李昱觉得这是一个证明自己的好机会,趁着十五夜里,煮一手元宵吃。
当李昱说完的时候,才注意到神态青花、枫叶和铃铛没有一个是神色正常的。
青花侧目,双胞胎姐妹脸上羞红,李昱是不懂她们脑中一天天都在想什么。
女人的心思不要猜,猜不透的。
李昱索性不猜,只是下午要去各家处,把元宵都送一送,这个东西一人吃,没什么意思。
更何况,长乐和风小娘子昨夜睡的并不安稳,都送来熬夜分了,他得进宫安慰一番才是。
有白虎无灾,出行倒也方便,先去了梨院,给孙思邈送些元宵。
进了院中后,却也不止孙思邈一人。
“李太史今天怎么又来了,身体这么差吗,要注意调养啊。”李昱劝诫道。
这李淳风平日里不是在太史局夜观星象,熬一通宵,就是在孙思邈这里调养身体。
好歹也是赫赫有名的道人,这样下去怎么能行呢。
李淳风沉吟了许久道:“别人要说这话,倒还罢了,小先生口出此言,说不过去吧。”
孙思邈想了想,教李昱走近,而后把手搭了上去。
“张嘴。”孙思邈说道。
李昱听话照做。
在孙思邈这个师父面前,李昱还是比较老实的。
更何况,望闻问切,看舌苔也是一门技术,这明显是在给他看身体,他没道理拒绝。
“气虚血亏,元旦那次虽说不是病,但神伤身亦损,这些天,记得补一补,之前给你的方子,和教你的法门,要坚持练。”孙思邈毫不客气的说道。
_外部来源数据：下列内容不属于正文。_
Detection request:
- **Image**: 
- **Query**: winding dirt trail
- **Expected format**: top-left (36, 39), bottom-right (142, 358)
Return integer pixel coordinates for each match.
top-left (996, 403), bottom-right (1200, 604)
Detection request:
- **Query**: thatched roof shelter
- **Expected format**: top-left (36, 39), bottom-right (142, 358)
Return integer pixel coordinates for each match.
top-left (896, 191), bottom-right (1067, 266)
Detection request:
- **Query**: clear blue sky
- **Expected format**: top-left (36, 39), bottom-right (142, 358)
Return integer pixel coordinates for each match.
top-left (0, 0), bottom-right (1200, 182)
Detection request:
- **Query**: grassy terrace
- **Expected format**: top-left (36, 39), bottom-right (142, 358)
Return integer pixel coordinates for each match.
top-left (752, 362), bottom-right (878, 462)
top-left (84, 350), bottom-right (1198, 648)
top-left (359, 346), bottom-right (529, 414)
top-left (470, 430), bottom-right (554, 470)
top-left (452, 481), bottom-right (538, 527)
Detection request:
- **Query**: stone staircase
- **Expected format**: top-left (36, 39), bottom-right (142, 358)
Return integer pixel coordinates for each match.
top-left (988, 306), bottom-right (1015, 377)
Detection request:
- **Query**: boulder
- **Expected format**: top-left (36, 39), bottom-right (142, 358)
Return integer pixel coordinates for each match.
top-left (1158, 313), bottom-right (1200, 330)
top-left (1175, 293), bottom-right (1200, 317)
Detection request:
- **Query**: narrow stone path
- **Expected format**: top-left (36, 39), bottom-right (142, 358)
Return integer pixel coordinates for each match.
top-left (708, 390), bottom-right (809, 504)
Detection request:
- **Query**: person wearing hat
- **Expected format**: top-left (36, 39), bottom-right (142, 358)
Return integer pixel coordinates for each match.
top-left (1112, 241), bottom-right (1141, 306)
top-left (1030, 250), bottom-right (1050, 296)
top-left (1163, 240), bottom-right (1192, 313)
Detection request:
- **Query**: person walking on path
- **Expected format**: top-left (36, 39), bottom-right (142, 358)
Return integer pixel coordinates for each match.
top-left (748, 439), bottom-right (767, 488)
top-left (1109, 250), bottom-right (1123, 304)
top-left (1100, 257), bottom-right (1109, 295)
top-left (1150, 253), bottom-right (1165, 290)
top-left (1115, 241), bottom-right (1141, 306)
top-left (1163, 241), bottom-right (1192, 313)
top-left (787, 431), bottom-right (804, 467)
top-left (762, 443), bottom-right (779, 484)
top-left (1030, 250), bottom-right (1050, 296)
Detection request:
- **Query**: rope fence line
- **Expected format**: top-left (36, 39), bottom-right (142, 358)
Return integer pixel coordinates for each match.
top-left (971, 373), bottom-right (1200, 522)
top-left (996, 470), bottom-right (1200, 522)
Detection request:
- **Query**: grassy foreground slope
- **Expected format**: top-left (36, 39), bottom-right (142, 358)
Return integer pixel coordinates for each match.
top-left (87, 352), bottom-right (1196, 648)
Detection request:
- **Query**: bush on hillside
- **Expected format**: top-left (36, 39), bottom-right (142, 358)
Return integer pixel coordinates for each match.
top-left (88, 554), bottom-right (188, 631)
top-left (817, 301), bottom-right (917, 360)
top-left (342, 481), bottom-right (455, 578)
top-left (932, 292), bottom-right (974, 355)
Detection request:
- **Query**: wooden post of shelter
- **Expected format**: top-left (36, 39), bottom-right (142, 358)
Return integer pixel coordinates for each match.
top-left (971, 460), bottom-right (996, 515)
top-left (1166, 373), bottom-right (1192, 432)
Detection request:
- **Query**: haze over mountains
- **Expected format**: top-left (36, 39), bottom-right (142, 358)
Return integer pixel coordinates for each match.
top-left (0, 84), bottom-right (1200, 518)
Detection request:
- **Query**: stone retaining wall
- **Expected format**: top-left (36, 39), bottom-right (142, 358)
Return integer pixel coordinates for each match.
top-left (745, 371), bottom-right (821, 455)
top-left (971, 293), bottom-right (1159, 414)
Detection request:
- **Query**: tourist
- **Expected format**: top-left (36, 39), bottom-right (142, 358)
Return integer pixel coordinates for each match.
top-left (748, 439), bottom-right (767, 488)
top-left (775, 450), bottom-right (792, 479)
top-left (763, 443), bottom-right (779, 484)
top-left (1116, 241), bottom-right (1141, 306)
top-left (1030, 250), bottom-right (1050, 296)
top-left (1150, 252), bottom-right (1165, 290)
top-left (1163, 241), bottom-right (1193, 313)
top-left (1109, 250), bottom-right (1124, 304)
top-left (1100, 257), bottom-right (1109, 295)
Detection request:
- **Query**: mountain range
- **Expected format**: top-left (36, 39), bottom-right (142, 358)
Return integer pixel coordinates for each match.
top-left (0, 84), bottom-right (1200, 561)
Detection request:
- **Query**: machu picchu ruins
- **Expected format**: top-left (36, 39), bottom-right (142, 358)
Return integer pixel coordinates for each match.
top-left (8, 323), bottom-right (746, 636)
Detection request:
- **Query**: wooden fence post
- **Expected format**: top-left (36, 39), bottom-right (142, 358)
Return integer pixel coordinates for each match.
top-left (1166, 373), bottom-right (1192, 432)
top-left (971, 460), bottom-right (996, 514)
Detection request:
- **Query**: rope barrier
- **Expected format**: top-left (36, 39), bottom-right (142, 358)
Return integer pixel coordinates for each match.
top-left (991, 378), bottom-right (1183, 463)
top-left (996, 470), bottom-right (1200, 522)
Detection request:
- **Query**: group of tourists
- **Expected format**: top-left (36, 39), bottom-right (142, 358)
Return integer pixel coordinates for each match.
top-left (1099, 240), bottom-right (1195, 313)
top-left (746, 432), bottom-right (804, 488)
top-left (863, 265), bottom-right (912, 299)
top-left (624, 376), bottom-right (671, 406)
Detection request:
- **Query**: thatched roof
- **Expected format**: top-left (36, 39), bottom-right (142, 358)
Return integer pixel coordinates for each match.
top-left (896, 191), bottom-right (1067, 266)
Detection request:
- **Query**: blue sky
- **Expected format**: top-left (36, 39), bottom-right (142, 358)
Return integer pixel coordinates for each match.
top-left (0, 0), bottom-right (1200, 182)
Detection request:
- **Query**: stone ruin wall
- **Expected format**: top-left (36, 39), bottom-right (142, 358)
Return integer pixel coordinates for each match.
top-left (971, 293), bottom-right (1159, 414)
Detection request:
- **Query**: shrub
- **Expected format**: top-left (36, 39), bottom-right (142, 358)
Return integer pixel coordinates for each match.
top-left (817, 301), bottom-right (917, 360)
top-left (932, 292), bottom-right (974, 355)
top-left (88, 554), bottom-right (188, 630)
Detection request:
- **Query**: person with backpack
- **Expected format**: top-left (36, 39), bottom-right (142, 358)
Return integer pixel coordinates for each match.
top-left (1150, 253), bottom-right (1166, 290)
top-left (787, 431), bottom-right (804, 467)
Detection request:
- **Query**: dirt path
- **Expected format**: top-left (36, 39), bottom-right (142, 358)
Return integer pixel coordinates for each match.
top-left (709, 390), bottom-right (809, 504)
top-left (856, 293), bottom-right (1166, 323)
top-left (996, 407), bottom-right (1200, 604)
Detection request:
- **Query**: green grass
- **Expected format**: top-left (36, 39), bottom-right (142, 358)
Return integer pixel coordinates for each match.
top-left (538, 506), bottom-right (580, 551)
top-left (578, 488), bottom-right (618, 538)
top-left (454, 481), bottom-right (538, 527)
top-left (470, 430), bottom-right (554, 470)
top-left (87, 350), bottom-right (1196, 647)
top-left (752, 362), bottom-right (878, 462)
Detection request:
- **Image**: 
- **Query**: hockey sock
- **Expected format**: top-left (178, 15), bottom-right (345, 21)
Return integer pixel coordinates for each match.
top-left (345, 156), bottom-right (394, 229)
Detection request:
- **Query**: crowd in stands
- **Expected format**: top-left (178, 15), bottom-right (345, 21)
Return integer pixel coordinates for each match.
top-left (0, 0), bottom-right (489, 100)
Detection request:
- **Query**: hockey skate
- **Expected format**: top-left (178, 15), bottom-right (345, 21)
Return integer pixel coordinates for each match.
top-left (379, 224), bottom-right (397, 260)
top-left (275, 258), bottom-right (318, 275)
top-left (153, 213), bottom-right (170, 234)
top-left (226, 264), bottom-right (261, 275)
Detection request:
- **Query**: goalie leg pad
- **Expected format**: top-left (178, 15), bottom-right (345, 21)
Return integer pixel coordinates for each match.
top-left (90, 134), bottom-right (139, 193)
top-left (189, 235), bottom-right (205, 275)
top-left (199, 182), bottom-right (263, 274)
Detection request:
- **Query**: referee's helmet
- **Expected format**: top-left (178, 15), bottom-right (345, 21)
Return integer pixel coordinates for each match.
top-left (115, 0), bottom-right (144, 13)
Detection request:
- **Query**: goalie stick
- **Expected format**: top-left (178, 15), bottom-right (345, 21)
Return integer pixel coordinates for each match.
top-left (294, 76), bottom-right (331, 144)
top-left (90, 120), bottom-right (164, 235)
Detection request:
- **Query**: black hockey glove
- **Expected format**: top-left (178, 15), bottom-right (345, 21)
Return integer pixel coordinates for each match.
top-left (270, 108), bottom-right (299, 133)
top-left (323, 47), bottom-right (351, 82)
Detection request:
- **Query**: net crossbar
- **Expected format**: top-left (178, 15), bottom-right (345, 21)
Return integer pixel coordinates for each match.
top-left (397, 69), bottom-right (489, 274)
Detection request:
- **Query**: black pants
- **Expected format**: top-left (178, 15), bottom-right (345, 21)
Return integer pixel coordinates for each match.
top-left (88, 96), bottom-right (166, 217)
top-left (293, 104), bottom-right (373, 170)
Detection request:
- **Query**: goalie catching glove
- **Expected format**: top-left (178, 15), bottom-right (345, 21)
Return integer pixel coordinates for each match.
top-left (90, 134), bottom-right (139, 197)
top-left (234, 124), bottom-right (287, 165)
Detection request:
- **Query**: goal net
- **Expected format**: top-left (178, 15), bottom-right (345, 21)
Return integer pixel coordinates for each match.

李昱觉得很尴尬,这就是长辈里有医生的坏处了,有些事情,那真给你点的明明白白的,丝毫不留颜面。
李昱老实点头的样子,倒是让李淳风笑了出来。
但也并没有笑太久……
“张嘴。”孙思邈对李淳风说道。
“你还不如李昱,夜观天机,殚精竭虑,洞察真理,莫要落得个亏空……”
李淳风无奈:“星象历法为重中之重,天时不正,则地利不与人和。天文一道,差之毫厘,谬以千里,不可不慎重……”
“若是有何神物,能观天就好。”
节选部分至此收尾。